Making this an ominous trend, expensive pictures were tepid box-office performers in the early 1980s. In 1980 and 1981, the domestic rentals from big-budget films declined, on average, making these problematic investments without substantial returns from ancillary markets. Between 1976 and 1982, only 30 percent of films costing over $15 million earned back their negative cost from the domestic theatrical market.73 By mid-decade, nearly half of such pictures were earning rentals approaching their negative cost.74 This was not a good rate of return (because of all the claimants to gross receipts), and it indicated that studios faced great difficulties in realizing profits from the productions they funded. The industry, though, would not or could not change its ways. Other big-budget bombs for the business lay ahead, such as Ishtar (1987) and The Bonfire of the Vanities (1990). Hollywood continued to chase expensive blockbusters, even though the theatrical market was insufficient to cover expenses for high-budget filmmaking. In this context, the ancillaries were very seductive. By mid-decade the industry was earning more from the ancillary markets than from theatrical, and it counted on these to augment revenue shortfalls from theatrical.
These factors point to the crux of UA's quandary with Heaven's Gate. The production was inconsistent with the direction in which the industry was now moving. The film was funded with internal UA capital, and the dreary Western saga possessed little appeal in alternative, nontheatrical outlets, even had they been available in a significant way. But they weren't. The explosion of ancillary markets, and their full potential for exploitation, had not yet occurred when the film was released. As a result, the film's box-office failure was unrecuperable, and it wiped out United Artists. Henceforth, it would be corporate suicide to fund an expensive production that lacked the potential for generating multiple revenue streams across the range of entertainment markets. The death of United Artists certified this principle.

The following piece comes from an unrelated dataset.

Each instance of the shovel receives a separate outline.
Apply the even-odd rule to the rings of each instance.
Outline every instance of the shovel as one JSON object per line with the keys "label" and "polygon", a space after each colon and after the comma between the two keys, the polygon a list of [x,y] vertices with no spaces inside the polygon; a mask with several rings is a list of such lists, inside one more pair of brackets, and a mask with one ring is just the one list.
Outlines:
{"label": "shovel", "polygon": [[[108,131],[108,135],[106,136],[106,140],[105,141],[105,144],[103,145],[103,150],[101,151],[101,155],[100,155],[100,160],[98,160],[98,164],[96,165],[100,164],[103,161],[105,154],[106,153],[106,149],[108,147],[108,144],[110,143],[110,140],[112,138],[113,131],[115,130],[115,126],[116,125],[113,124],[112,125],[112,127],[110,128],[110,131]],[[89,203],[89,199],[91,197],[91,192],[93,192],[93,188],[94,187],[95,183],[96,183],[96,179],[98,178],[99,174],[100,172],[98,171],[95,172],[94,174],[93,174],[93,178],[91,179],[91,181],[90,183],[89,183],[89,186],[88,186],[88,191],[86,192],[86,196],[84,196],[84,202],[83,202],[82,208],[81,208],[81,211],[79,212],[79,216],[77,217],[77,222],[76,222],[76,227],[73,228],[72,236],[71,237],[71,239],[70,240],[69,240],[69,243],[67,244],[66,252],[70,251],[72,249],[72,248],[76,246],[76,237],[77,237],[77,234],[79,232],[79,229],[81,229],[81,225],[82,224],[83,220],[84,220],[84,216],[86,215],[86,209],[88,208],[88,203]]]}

By withdrawing from its theatrical film operations, Transamerica decided to concentrate on its financial services segment, its big moneymaking area. Its decision made Transamerica a definite outlier among the industry's parent corporations. Transamerica moved out of the entertainment sector at a time when existing industry parents were salivating over the new markets and when other, outside companies were looking to get in. The UA sell-off was an opening act in the industry's prolonged process of corporate reconfiguration. In a game of corporate musical chairs, everyone swapped partners and parents, and new players gained entry to the business. The nontheatrical distribution venues promised a huge pot of gold by decade's end. The race was on.